Naquele tempo, como diziam os antigos, era comum vermos filmes durante a tarde, período em que não costumávamos ter aula, e nem todas estas atividades que colocamos para nossas crianças todos os dias para “ocupar” o tempo delas. Volta e meia, num dia de languidez, nos deparávamos com a seção da tarde, na Globo, antes de ser tornar essa porcaria que temos hoje. Como o propósito era passar filmes mais leves, próprios do horário, era comum o uso de comédias, quase todas americanas.

Engraçado como a memória funciona. Lembro de um seminário que participei em que uma neuro-cientista falou da propriedade da memória, que os sentimentos tem um forte papel em gravar uma imagem em nosso cérebro. Outro dia, num curso de escutatória, o mestre falou sobre fatores que ajudam a guardar algo na memória, especialmente associar o que queremos lembrar ao sentimento, imagens e repetição. Tudo muito moderno, não é?

Pois hoje lendo a Suma Teológia, do Santo Tomás de Aquino, deparei-me com uma passagem justamente sobre a memória.

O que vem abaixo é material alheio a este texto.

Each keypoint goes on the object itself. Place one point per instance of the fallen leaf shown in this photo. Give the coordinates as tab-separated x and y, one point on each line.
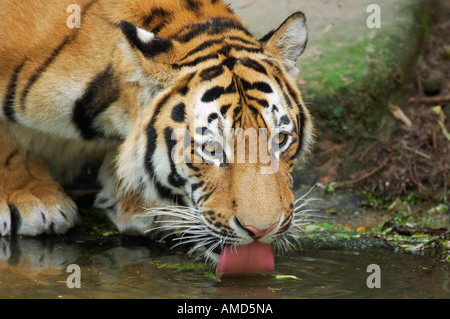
444	130
327	29
399	115
287	277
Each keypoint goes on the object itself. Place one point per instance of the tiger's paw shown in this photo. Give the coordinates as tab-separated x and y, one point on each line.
40	207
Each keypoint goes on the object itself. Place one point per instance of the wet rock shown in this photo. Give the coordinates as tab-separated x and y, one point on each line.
433	83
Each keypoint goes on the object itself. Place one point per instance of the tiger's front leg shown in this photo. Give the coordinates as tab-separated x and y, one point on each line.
31	202
127	212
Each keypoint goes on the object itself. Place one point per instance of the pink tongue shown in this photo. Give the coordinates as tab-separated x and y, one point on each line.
254	258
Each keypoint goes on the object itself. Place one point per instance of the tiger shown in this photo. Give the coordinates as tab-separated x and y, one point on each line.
151	89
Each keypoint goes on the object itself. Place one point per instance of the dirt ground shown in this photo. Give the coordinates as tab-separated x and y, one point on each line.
415	157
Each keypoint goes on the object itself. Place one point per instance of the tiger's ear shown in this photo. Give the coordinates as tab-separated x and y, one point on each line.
148	43
289	41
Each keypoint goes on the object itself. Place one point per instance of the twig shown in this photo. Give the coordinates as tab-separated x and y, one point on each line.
428	157
431	99
366	175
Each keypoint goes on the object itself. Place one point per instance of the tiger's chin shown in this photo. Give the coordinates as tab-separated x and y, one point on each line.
249	259
232	253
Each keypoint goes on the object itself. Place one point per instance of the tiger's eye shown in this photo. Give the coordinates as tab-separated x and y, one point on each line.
210	147
280	139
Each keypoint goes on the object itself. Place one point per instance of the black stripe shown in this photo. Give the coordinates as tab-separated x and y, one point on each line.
101	92
224	109
201	47
149	49
174	178
167	193
260	86
16	219
165	17
39	71
195	186
211	26
10	157
151	134
252	64
245	41
212	72
8	106
261	102
196	61
213	94
285	119
212	117
192	5
285	95
178	113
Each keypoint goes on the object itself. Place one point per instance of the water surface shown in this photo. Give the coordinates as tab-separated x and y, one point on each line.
124	267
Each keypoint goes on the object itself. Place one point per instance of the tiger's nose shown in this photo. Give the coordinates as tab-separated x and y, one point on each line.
258	233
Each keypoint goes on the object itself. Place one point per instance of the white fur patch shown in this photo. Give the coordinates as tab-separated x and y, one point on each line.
144	35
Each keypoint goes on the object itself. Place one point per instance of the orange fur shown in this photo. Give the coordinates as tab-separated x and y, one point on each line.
135	72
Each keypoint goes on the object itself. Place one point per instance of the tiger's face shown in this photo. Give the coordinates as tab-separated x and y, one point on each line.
218	145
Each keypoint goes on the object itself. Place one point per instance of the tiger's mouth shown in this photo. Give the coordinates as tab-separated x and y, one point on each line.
249	259
186	226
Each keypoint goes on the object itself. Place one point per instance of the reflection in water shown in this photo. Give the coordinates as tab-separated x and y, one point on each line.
124	267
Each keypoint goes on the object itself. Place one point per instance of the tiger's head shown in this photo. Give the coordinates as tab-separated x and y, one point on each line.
222	123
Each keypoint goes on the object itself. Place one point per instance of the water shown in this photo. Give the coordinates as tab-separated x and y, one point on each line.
124	267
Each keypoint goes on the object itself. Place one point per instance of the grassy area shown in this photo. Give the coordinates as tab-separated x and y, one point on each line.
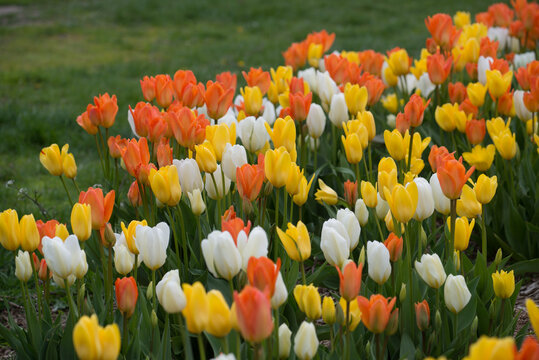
57	56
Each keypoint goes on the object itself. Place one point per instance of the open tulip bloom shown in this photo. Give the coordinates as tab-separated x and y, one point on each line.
265	229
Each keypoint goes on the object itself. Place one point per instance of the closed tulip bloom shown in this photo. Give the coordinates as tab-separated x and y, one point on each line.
23	267
205	157
480	157
306	342
485	188
378	262
51	159
81	221
463	231
277	165
196	312
431	270
126	295
456	293
152	244
497	83
296	241
170	294
326	194
253	312
504	283
222	257
375	312
335	242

Ele considerava a memória como parte da prudência, uma das quatro virtudes cardeais. Na questão 49 (volume 3) ele aponta quatro formas de reforçar a memória:

  1. associar a lembrança com algo semelhante, como imagens, que já tenhamos presentes em nossa memória
  2. guardar ordenadamente o novo conhecimento, integrando-o a outros conhecimentos existentes
  3. associar afeto ao que desejamos lembrar
  4. meditar constantemente sobre o que queremos guardar

Ou seja, em pleno século XIII, São Tomás já trazia o que seria confirmado pela neuro-ciência no século XX-XXI.

Concluo com uma das passagens que marquei:

a memória do passado é necessária para aconselhar com acerto sobre o futuro

O problema da atenção

Ainda sobre o curso de escutatória, Thomas Brieu fala muito sobre a necessidade de atenção no ato de escutar. Isso acontece porque escutar é mais exigente que imaginamos. Temos que escutar o que o outro está falando, captar sua postura, pensar no que ele quer dizer, captar as palavras, pensar sobre elas, compreender o que está sendo dito, colocar na memória. É muita coisa e por isso temos que ter bastante atenção.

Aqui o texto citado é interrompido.